The office and emergency department evaluation of the patient with chest pain are discussed in detail separately. (See "Diagnostic approach to chest pain in adults" and "Evaluation of chest pain in the emergency department".)
CHEST WALL PAIN
Chest wall causes of pain are among the most common etiologies of chest pain seen by primary care clinicians, accounting for 36 percent of episodes in one report (table 1) [1-4]. Musculoskeletal causes of chest pain are typically not life-threatening. However, it is important to note that chest wall tenderness may present concomitantly with myocardial ischemia; the latter should be considered first in any patient at risk by age, history, or associated symptoms [1]. Causes of true chest wall pain may be musculoskeletal or related to the skin and sensory nerves.

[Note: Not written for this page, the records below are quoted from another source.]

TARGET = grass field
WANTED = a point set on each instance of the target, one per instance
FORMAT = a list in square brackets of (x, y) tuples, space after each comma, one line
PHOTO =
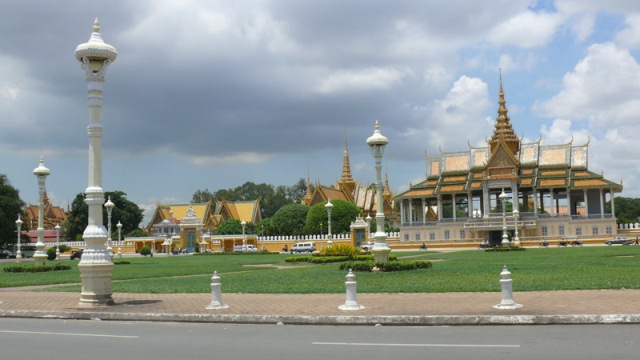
[(535, 269)]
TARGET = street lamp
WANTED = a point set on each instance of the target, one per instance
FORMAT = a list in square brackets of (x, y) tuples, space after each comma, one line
[(109, 206), (119, 226), (41, 172), (19, 226), (377, 143), (505, 238), (516, 240), (329, 206), (244, 237), (57, 241)]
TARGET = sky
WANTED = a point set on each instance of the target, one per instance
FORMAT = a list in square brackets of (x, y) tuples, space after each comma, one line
[(211, 94)]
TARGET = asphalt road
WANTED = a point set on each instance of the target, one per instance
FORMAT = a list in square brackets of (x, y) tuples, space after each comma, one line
[(96, 340)]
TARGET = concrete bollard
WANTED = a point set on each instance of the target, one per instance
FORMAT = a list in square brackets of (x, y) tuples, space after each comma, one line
[(216, 293), (351, 303), (507, 292)]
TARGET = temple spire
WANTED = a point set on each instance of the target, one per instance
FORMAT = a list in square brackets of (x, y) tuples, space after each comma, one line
[(503, 130)]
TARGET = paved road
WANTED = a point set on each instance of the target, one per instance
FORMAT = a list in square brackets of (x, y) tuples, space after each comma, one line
[(75, 339)]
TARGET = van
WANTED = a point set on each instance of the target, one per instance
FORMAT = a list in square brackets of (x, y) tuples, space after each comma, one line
[(303, 247)]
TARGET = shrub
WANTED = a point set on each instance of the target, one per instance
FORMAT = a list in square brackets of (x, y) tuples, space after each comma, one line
[(145, 250)]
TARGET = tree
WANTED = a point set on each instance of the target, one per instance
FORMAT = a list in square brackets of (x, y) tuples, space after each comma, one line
[(343, 214), (10, 206), (290, 219), (126, 212), (229, 227)]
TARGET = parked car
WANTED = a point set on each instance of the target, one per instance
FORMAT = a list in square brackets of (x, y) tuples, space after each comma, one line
[(250, 248), (303, 247), (6, 254), (621, 240)]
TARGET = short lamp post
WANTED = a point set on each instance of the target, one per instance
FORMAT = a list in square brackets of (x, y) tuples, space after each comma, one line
[(505, 238), (57, 241), (119, 226), (516, 240), (41, 172), (329, 206), (244, 236), (19, 226), (377, 143), (109, 205)]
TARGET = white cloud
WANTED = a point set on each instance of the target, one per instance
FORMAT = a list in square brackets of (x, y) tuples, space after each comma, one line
[(526, 30)]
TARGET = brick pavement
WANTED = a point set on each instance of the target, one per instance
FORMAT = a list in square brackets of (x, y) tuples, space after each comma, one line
[(587, 306)]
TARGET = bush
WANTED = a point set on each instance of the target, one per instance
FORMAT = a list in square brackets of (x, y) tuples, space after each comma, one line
[(145, 250), (31, 269)]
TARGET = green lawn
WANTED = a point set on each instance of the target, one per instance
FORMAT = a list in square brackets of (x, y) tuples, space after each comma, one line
[(536, 269)]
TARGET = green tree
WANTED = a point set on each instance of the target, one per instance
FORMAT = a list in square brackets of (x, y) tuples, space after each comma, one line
[(229, 227), (126, 212), (343, 214), (10, 206), (290, 219)]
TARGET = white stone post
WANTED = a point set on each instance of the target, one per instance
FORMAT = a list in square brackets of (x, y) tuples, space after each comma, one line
[(507, 292), (216, 293), (377, 143), (351, 303), (95, 266), (41, 172)]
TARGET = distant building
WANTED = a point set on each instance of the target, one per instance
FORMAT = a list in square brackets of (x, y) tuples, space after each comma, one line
[(557, 196)]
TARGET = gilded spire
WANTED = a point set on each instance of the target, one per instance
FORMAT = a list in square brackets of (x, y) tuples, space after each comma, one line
[(503, 130), (346, 182)]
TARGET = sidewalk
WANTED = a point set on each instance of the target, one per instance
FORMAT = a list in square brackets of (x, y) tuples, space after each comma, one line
[(547, 307)]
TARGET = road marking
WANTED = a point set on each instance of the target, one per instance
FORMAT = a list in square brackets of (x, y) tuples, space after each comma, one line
[(421, 345), (66, 334)]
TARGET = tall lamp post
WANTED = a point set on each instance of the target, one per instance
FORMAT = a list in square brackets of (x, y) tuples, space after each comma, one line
[(57, 241), (516, 240), (19, 226), (41, 172), (119, 226), (505, 238), (329, 206), (96, 267), (244, 237), (377, 143), (109, 206)]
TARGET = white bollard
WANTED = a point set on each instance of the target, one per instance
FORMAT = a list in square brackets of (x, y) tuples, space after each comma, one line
[(507, 292), (351, 303), (216, 293)]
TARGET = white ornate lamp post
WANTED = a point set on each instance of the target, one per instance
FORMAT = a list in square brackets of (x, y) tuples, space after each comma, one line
[(119, 226), (41, 172), (244, 237), (505, 238), (329, 206), (57, 241), (95, 266), (377, 143), (109, 206), (516, 240), (19, 226)]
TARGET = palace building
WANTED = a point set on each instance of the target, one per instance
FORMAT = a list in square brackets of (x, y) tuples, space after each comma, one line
[(466, 193)]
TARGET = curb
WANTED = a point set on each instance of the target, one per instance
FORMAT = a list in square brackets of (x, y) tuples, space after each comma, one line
[(427, 320)]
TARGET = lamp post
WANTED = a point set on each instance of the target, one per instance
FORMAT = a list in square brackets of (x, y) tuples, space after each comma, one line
[(19, 226), (377, 143), (41, 172), (95, 267), (505, 238), (516, 240), (109, 206), (244, 237), (119, 226), (329, 206), (57, 241)]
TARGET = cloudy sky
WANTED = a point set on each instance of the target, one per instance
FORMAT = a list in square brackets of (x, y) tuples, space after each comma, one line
[(211, 94)]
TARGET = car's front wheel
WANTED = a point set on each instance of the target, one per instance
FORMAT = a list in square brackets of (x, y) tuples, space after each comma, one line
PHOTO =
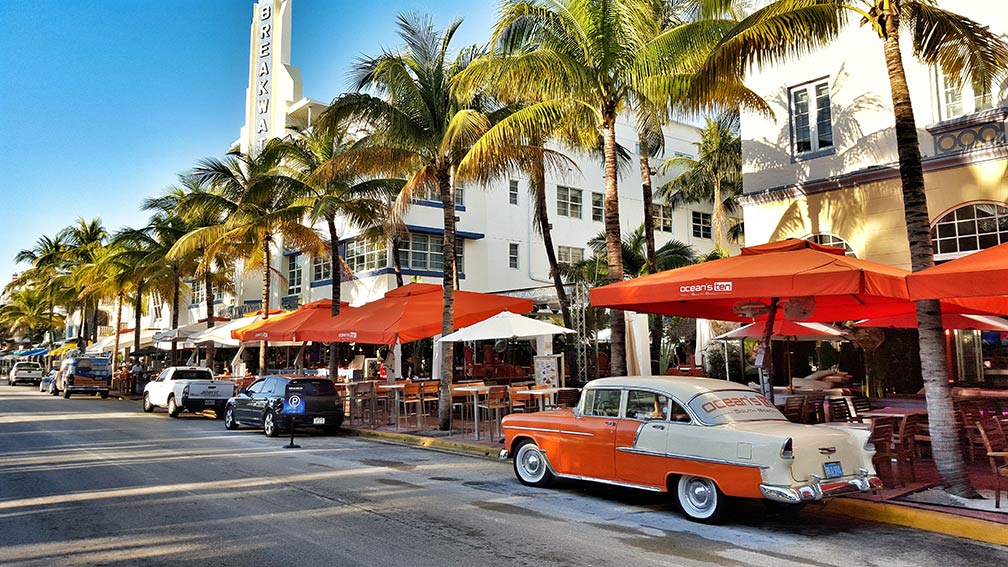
[(229, 418), (530, 465), (269, 426), (700, 498), (173, 410)]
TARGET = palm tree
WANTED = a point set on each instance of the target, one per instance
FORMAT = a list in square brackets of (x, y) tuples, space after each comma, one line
[(418, 130), (215, 270), (258, 205), (714, 177), (358, 203), (584, 63), (47, 258), (963, 49), (27, 311), (86, 239)]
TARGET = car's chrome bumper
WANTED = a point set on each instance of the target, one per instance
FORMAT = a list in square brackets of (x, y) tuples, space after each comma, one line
[(817, 489)]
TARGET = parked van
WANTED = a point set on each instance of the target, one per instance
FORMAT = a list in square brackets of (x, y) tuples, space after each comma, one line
[(80, 374)]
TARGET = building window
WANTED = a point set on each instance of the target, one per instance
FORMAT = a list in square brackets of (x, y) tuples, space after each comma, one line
[(512, 255), (811, 119), (568, 202), (960, 100), (828, 239), (199, 292), (970, 228), (662, 218), (365, 255), (570, 254), (701, 224), (294, 262), (321, 267), (433, 195), (598, 207), (423, 251)]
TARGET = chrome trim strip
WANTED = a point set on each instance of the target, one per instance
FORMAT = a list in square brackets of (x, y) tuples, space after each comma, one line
[(689, 457), (612, 482)]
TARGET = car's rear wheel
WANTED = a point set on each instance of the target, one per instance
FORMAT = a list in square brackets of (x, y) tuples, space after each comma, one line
[(269, 426), (172, 407), (700, 498), (229, 418), (530, 465)]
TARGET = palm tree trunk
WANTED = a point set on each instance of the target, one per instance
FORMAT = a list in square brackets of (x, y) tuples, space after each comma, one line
[(448, 311), (718, 216), (652, 258), (542, 219), (265, 303), (614, 249), (336, 273), (945, 435), (208, 285), (176, 285), (396, 263)]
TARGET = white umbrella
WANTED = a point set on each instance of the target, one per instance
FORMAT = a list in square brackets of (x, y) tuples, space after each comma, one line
[(505, 325)]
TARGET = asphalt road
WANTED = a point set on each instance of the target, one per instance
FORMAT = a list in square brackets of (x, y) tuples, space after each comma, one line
[(87, 481)]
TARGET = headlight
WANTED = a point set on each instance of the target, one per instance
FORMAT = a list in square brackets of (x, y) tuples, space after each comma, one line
[(787, 451)]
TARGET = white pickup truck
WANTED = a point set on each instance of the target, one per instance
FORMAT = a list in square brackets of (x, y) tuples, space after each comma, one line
[(187, 387), (25, 372)]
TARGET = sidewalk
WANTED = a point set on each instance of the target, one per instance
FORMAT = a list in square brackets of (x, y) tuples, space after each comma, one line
[(891, 505)]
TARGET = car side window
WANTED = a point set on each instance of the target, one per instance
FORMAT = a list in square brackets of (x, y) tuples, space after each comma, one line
[(679, 415), (603, 403), (643, 405)]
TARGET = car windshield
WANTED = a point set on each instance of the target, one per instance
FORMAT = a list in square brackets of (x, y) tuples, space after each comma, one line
[(729, 406), (317, 387), (192, 375)]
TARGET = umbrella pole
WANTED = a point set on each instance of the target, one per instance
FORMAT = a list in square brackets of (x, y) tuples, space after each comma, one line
[(765, 347)]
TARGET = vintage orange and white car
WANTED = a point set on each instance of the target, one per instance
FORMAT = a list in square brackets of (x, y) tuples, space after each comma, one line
[(699, 438)]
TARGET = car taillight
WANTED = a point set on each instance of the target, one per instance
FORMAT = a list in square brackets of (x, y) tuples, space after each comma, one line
[(787, 451)]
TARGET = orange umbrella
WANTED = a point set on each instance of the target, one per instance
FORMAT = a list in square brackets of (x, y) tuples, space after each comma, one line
[(286, 328), (978, 274), (813, 282), (407, 314)]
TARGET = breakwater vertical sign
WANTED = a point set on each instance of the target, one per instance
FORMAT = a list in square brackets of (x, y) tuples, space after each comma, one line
[(263, 82)]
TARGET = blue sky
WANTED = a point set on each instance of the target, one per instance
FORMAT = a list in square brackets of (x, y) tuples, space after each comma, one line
[(104, 102)]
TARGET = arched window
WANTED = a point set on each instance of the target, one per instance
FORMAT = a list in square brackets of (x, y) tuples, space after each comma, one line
[(970, 228), (828, 239)]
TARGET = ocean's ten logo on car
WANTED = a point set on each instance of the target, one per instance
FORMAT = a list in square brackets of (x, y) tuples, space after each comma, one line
[(706, 289)]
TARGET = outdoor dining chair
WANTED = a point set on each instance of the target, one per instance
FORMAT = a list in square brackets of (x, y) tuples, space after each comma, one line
[(996, 446)]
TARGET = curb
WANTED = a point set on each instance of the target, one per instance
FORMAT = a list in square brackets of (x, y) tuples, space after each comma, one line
[(880, 512), (921, 519), (470, 449)]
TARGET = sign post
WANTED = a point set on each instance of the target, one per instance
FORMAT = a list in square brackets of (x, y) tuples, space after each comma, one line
[(293, 405)]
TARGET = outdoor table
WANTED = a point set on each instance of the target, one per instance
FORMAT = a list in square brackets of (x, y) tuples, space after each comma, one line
[(476, 390), (541, 394), (898, 413), (398, 387)]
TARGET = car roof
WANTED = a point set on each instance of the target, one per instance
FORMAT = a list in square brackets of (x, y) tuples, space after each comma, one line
[(684, 386)]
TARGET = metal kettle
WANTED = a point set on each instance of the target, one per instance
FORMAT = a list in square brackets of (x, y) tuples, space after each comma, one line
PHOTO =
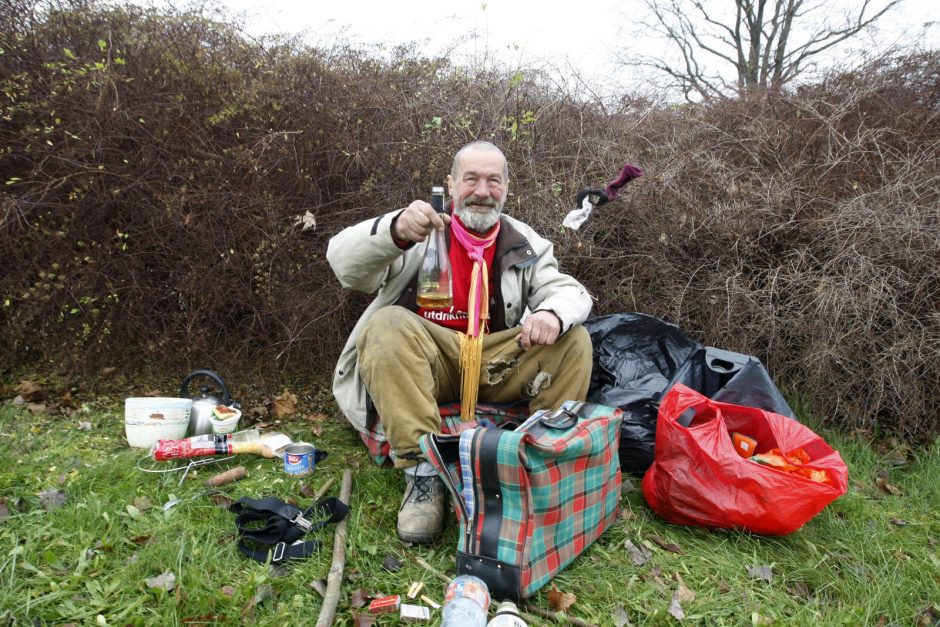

Musculoskeletal pain — Demographic features, characteristics of the chest pain, and associated symptoms may favor the diagnosis of musculoskeletal chest pain or suggest other causes of chest discomfort (table 2). As an example, the patient may describe a history of repetitive or unaccustomed activity involving the upper trunk or arms, consistent with a musculoskeletal pain etiology. Certain characteristics of the chest pain or associated symptoms, such as dyspnea, may suggest a non-musculoskeletal origin. (See "Clinical evaluation of musculoskeletal chest pain".)
Musculoskeletal chest pain is often insidious and persistent, lasting for hours to weeks. It is frequently sharp and localized to a specific area (such as the xiphoid, lower rib tips, or midsternum), but may be diffuse and poorly localized. The pain may be positional or exacerbated by deep breathing, turning, or arm movement; positional or pleuritic components are also noted in a variety of visceral processes, particularly those involving the pleura and pericardium.